It was an impossible situation for me. My husband arrived home one day and said he wanted to return home to Australia. The kids said they didn't want to come and told me to choose between them and my husband.

I joined this board in order to add my tuppence worth. It struck me that everyone posting on this thread were parents unhappy with their childrens' reactions.

I appreciate that you were in an impossible situation so I do sympathise.

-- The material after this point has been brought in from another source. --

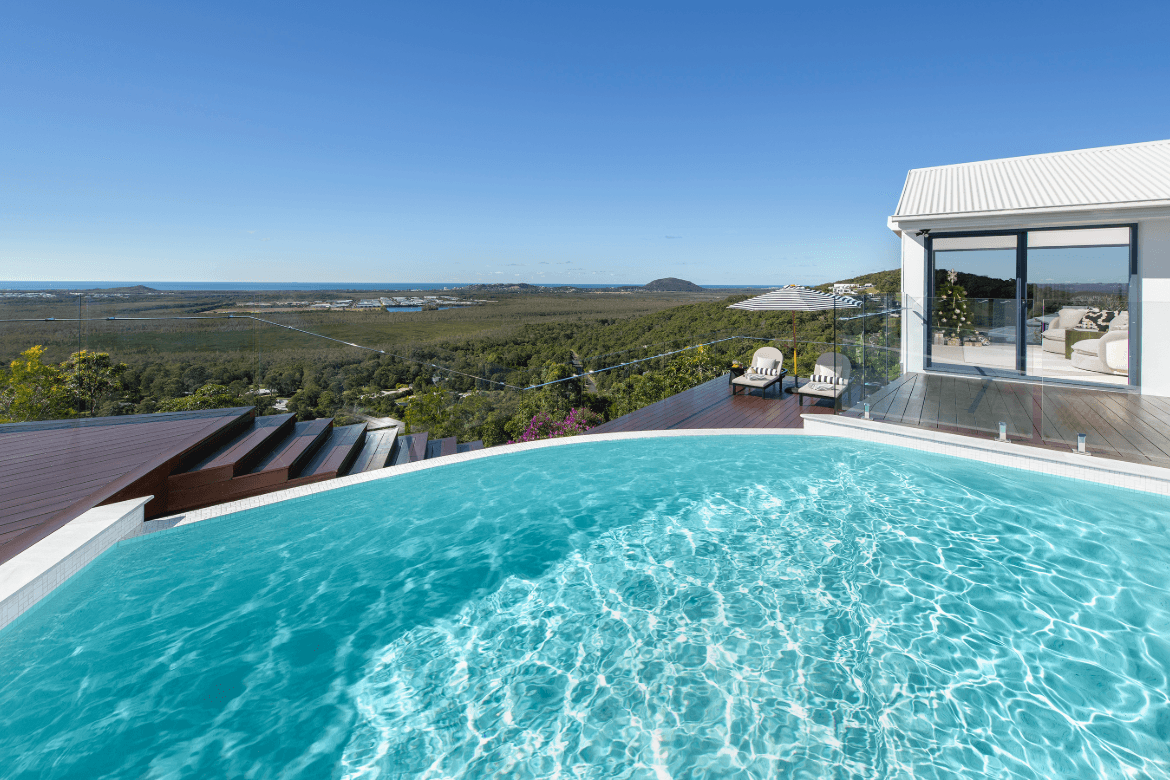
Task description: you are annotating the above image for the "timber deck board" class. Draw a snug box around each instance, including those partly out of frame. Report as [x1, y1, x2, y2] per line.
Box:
[590, 373, 1170, 467]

However, I feel I'd like to put the other side of the argument. My mother and stepfather went to Adelaide when I was in my early 20s. I went with my girlfriend now wife for 4 years, though to Sydney (didn't fancy Adelaide at that stage of my life).

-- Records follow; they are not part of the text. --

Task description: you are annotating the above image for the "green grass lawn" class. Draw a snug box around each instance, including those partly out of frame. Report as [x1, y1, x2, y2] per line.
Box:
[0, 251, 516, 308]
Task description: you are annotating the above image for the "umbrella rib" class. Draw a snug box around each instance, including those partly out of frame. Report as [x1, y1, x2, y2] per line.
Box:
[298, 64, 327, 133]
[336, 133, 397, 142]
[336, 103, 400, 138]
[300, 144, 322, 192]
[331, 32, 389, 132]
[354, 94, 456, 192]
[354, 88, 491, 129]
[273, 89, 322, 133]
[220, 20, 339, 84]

Returned to the UK after 4 years after gaining citizenship. Returned for a variety of reasons, some of which were that distance meant I wasn't seeing much of my mum, my dad (still in UK - parents divorced) had cancer and my girlfriend's family were all in UK. We wanted to get married and didn't want do do it in Sydney with little family around.

So, returned to UK, got married, my dad died, wife's dad died, had 2 kids. I really resented my mum and stepfather for not being there for us when we had 2 young children (we are 130 miles from my wife's family too and my mother-in-law is nearly 80 so can't help out).

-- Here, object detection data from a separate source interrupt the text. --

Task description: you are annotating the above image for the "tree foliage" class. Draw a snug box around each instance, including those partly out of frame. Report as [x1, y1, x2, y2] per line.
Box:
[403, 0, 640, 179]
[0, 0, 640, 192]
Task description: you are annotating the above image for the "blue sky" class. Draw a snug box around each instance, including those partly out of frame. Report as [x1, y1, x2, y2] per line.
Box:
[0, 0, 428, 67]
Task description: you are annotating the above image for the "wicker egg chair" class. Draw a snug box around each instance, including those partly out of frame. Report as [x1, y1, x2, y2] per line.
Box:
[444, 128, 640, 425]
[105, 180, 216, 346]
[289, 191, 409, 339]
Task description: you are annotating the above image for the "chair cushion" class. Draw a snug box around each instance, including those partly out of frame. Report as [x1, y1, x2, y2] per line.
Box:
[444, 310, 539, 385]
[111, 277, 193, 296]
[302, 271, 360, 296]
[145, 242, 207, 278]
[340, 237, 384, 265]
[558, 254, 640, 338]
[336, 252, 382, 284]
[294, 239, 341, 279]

I didn't talk to my mum for about 6 months. I wanted her to know the depth of my feeling and yes, perhaps it was childish, but I felt powerless to do anything else.

In the meantime, my sister (then in UK - expat husband so all over the place) was seriously ill with malignant melanoma. She too has 2 kids. Mum and stepfather came for a couple of weeks but that was it. My sister recovered, but I often wonder how they managed to get back on that plane and return to a place where they had not a single relative.

As our kids have got beyond babyhood (now 5 and 8) then my resentment has declined but I'm still unhappy about it.

Now we are thinking of moving to Adelaide. Have bought the tickets in fact! The family support is one of the major reasons. In fact I can categorically state that I wouldn't be going if I didn't have that family support there.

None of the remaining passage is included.